De retour à Reykjavik, elle reste longtemps marquée psychologiquement par ce double échec. Après quelques années indécises quant à son avenir, elle accepte de prendre le poste de chef de service de l’Hôpital d’Akureyri. Sa vie devient un véritable sacerdoce, son hôpital, ses malades d’un côté, sa maison et ses chiens de l’autre.
Malgré son célibat, elle soigne son physique, continuant de suivre quelques séances hebdomadaires de fitness à Akureyri et, l’hiver, pratique le ski nordique avec son frère Gunnar, park ranger à Akureyri.

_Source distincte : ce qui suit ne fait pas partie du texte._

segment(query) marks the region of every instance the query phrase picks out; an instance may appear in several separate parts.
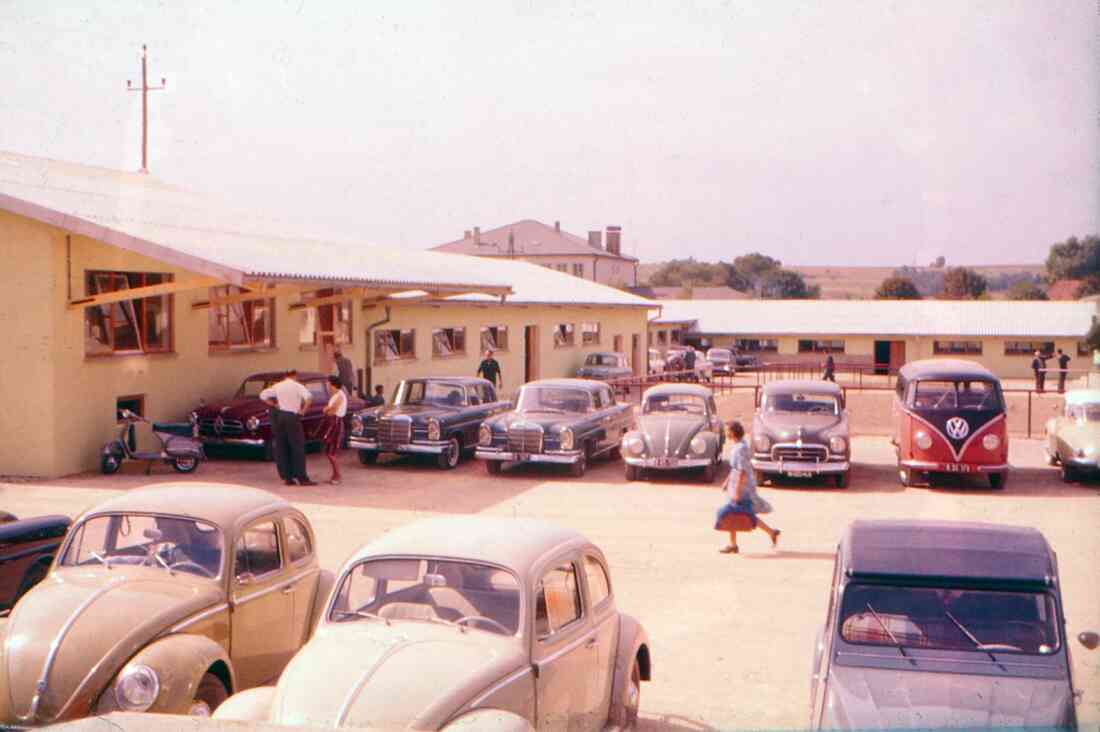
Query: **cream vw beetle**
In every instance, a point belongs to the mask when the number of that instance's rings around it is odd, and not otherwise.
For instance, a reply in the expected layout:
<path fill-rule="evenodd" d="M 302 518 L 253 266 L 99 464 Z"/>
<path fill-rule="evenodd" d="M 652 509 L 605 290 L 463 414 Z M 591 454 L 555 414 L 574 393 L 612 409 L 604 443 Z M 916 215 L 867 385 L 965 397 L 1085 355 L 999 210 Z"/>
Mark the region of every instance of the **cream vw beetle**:
<path fill-rule="evenodd" d="M 649 642 L 602 552 L 552 524 L 480 516 L 395 529 L 344 565 L 277 686 L 217 719 L 309 727 L 599 730 L 637 720 Z"/>
<path fill-rule="evenodd" d="M 313 546 L 305 516 L 243 486 L 161 484 L 87 511 L 0 619 L 0 727 L 205 716 L 277 678 L 331 586 Z"/>

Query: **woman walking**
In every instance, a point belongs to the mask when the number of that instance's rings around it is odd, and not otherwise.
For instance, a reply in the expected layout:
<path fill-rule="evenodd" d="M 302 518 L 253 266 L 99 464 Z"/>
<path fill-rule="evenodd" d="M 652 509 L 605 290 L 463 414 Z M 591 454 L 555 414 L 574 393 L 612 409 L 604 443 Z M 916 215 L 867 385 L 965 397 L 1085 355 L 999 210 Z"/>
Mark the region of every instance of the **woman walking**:
<path fill-rule="evenodd" d="M 756 515 L 753 501 L 761 500 L 756 495 L 756 479 L 753 477 L 751 452 L 749 443 L 745 440 L 745 428 L 740 422 L 733 421 L 728 425 L 730 442 L 730 475 L 726 480 L 725 492 L 728 501 L 718 509 L 718 516 L 714 522 L 714 528 L 718 531 L 728 531 L 730 543 L 718 551 L 723 554 L 736 554 L 738 531 L 752 531 L 756 528 L 764 530 L 772 540 L 774 547 L 779 541 L 779 529 L 773 529 Z M 738 526 L 738 528 L 733 528 Z"/>
<path fill-rule="evenodd" d="M 325 457 L 332 466 L 329 483 L 340 485 L 340 466 L 336 456 L 344 442 L 344 417 L 348 413 L 348 395 L 344 391 L 339 376 L 328 377 L 328 404 L 325 405 L 324 418 L 321 420 L 321 441 L 325 445 Z"/>

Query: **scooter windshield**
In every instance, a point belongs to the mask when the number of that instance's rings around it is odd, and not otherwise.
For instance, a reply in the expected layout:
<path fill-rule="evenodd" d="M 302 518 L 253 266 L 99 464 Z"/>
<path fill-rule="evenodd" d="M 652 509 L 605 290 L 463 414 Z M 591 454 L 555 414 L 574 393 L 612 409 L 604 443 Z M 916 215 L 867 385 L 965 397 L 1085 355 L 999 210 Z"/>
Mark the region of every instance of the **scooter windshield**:
<path fill-rule="evenodd" d="M 92 516 L 72 530 L 61 566 L 144 565 L 216 579 L 225 554 L 213 524 L 176 516 Z"/>

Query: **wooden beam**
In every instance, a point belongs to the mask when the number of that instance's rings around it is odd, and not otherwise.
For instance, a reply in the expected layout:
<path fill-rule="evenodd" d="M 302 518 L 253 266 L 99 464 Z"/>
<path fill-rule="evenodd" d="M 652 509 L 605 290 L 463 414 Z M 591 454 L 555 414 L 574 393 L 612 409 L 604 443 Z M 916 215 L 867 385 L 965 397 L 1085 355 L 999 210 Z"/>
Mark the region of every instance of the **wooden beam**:
<path fill-rule="evenodd" d="M 207 300 L 197 300 L 191 303 L 191 309 L 201 310 L 203 308 L 209 308 L 214 305 L 234 305 L 240 302 L 249 302 L 250 300 L 267 300 L 269 298 L 281 297 L 283 295 L 300 292 L 301 289 L 302 288 L 297 285 L 275 285 L 273 287 L 260 287 L 250 290 L 248 292 L 241 292 L 236 295 L 226 295 L 224 297 L 212 297 Z"/>
<path fill-rule="evenodd" d="M 328 295 L 326 297 L 314 297 L 302 302 L 296 302 L 290 305 L 288 310 L 302 310 L 303 308 L 319 308 L 322 305 L 332 305 L 338 302 L 346 302 L 348 300 L 354 300 L 357 297 L 363 297 L 364 294 L 373 292 L 373 290 L 365 290 L 362 287 L 356 287 L 350 290 L 345 290 L 338 295 Z"/>
<path fill-rule="evenodd" d="M 96 307 L 98 305 L 109 305 L 115 302 L 125 302 L 126 300 L 138 300 L 144 297 L 170 295 L 174 292 L 183 292 L 185 290 L 200 290 L 206 287 L 211 287 L 212 285 L 224 284 L 224 282 L 225 280 L 221 280 L 216 277 L 192 277 L 189 279 L 176 280 L 173 282 L 162 282 L 159 285 L 133 287 L 128 290 L 104 292 L 99 295 L 91 295 L 89 297 L 82 297 L 77 300 L 70 300 L 68 308 L 70 310 L 81 310 L 84 308 Z"/>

À quoi songe-t-elle ? Sans doute aux deux semaines harassantes et dramatiques qu’elle vient de vivre à l’hôpital, après l’atterrissage forcé d’un avion de la compagnie United. L’incident lui apporta une bonne quinzaine de blessés à traiter d’urgence, dépassant les capacités de son hôpital, l’obligeant à vivre sur place pendant plusieurs jours, et la privant de sommeil. S’il n’y avait que cela ! Autrement plus angoissante, fut la gestion de l’explosion virale ayant frappé les occupants de l’avion, créant, ipso facto, la panique sur l’île. Sans doute, pense-t-elle avoir eu de la chance de survivre à ce drame, et ne pas avoir été contaminée, comme le furent la majorité des passagers de l’avion. Martha a toujours en mémoire cette femme blessée à l’atterrissage qu’elle dut opérer, emportée quarante-huit heures plus tard par l’explosion virale. Femme dont le métier était la virologie. Ironie du sort ! Elle se souvient de son mari, également chirurgien, devenu veuf, qui lui téléphona il y a quelques jours. Il avait réussi à fuir son lieu de quarantaine, qu’il partageait avec tous les rescapés du vol United Philadelphie-Londres. L’homme, on ne sait comment, parvint à rejoindre un refuge sur le plateau central. Va-t-il mourir lui aussi, malgré tous ces efforts ?
Martha, éreintée certes par ces deux semaines ahurissantes, est fière cependant d’avoir fait face, d’avoir su garder son sang-froid. Elle sait que son comportement a été exemplaire. Sa tasse de thé toujours à la main, debout devant l’imposante baie, elle se sent soudain bien seule, bien lasse. À quoi bon tout cela, tous ces efforts, cette débauche d’énergie ? Vais-je donc continuer à vivre ainsi ? Attendre patiemment le retour des beaux jours ? Dans six mois ! Il n’y aura pas un crash d’avion tous les mois.
Portant un regard circulaire à son environnement, son œil s’arrête sur le beau cadre planté sur la table basse au milieu de son salon présentant une Martha, radieuse, honorée en tant que Fellow de l’American College of Surgeons. Comme ce moment de bonheur fut éphémère.
Il est cinq heures de l’après-midi. L’horloge « design » sur le comptoir de la cuisine marque le jour, vingt-huit octobre. Avec tristesse, elle réalise que c’est le huitième anniversaire de sa fausse couche et de son entrée en… solitude !
Une sonnerie téléphonique vient mettre un terme à son spleen.